In het erwtensoeppakket zat alles wat ervoor nodig is: winterwortel, prei, knolselderij, ui en aardappel. Zelfs een recept erbij! Zelf had ik nog spliterwten en voor Gert een rookworstje. Dat moest lukken. "We eten lekker erwtensoep, Gert." Gerts gezicht ging op onweer. "Je weet toch dat ik dat niet lust", bromde hij. Dat wist ik niet. Maar het komt de laatste tijd steeds vaker voor dat Gert zegt bepaalde gerechten nooit, echt nooit te hebben gelust en dat ik dat toch zou moeten weten. Nou ja, van erwtensoep wist ik dat echt niet. Aan tafel schep ik een heel klein beetje soep in Gerts soepkom. Gert neemt een hapje: "Hè, lekker, snert!"

zondag 11 januari 2015

Na de feestdagen

Sinterklaas, kerstdagen, Oud en Nieuw, verjaardagen van ons beiden: we hebben het weer achter de rug!
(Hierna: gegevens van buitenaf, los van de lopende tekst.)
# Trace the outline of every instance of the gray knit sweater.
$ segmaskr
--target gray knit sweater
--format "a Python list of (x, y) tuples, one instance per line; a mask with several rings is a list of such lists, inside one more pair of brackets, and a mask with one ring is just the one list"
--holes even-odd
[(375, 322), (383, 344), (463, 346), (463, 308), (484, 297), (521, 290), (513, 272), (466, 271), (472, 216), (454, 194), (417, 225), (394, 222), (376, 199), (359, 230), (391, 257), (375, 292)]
Dit jaar geen surprises en gedichten met Sinterklaas. Het ging aan Gert voorbij.

Dat was ook zo met de kerstdagen. De kerstboom en andere versiering brachten vooral verwarring over hoe ons huis in elkaar zit: wie woont er onder ons, wie boven ons? Dat wij een eengezinswoning hebben en dat er niemand onder of boven ons woont, kan Gert maar niet begrijpen. Het zijn vragen die passen bij de periode dat hij met zijn moeder op een flat woonde (tot het moment dat hij op kamers ging wonen, omdat hij ging studeren). Gert heeft het ook vaak over zijn neefje met wie hij toen vaak speelde.

De dagen voor oudejaarsdag was Gert erg bang voor het vuurwerk. Hij durfde eind van de middag niet meer mee om Bonne uit te laten. Ik ga nu alleen. Ik probeer wel zo snel mogelijk weer thuis te zijn, omdat Gert in het donker niet graag alleen is. Kom ik naar ons huis toegelopen, dan zie ik hem vaak voor het raam staan. Ook al zwaai ik, hij ziet me niet.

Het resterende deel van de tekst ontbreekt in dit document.